Egypt’s capital Cairo is the latest destination to be served by expanding Jeddah-based LCC flyadeal, becoming the 16th point in its network.
The airline, which opened its first overseas service to Dubai last July and has since added Kuwait to its route map, has launched flights between Riyadh’s King Khalid International (RUH) and Cairo International (CAI). The 1,609-km (1,000-mi.) route will be served twice a week.
Ahmed Al-Brahim, chief commercial and customer officer of flyadeal, said that the addition of Cairo reflects the company’s desire to support the objectives of the Saudi Vision 2030 development plan. The 2030 strategy seeks to diversify Saudi Arabia’s economy away from oil and resource-based businesses to focus on other industries, such as tourism.

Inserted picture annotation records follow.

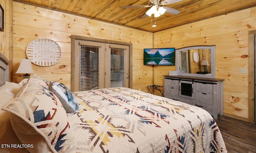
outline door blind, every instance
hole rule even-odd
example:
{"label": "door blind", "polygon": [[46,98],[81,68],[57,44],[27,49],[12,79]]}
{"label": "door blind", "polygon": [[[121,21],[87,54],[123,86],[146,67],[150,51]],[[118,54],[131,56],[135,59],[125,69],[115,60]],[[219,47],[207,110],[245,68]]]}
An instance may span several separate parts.
{"label": "door blind", "polygon": [[79,91],[99,89],[100,48],[81,44],[80,46]]}
{"label": "door blind", "polygon": [[125,86],[126,50],[110,48],[110,87]]}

Al-Brahim added that new flights between the Saudi and Egyptian capitals would help to strengthen ties between the countries, enhancing bilateral cooperation.
The launch of RUH-CAI flights sees flyadeal enter an already competitive market. Seven carriers currently provide nonstop service between the destinations, including flyadeal’s parent Saudia which offers 3X-daily round trips.
OAG Schedules Analyser data shows the route is also served 3X-daily by Egyptair and Flynas, while Air Cairo and Nile Air provide 3X-weekly flights. Additionally, Air Arabia Egypt and FlyEgypt each offer two services per week.
Flyadeal was launched in September 2017, offering low-cost domestic connections and providing feed for Saudia’s international operations. After opening its maiden international route between Riyadh and Dubai International (DXB) in July 2021, the airline has since added Jeddah (JED)-Dubai service and Riyadh-Kuwait (KWI) flights.
Speaking at World Routes 2021 in Milan, flyadeal CEO Con Korfiatis said the carrier’s domestic focus has helped to insulate the airline from some of the worst effects of the pandemic—but admitted that network planning in the immediate wake of COVID-19 would involve “a huge element of gazing at crystal balls.”
Flyadeal received six new aircraft during 2021, taking its fleet to 11 A320s and seven A320neos. The LCC has a further 24 A320neos on order, with about 14 of those expected to be delivered this year.
In an interview with CAPA in December, Korfiatis added the airline is “very confident” of a strong year in 2022, buoyed by the additional capacity set to be deployed. But he said that agility remains key and the LCC has to be alive to new opportunities.
Korfiatis explained that flyadeal had previously not attended World Routes before 2021 because it was not an international airline. However, he said that the carrier’s presence in Milan last October had been “more useful than ever.”
“We met with a bunch of airports—that if I took historical planning approaches we wouldn't have even spoken to—but now we see a lot of potential,” he said.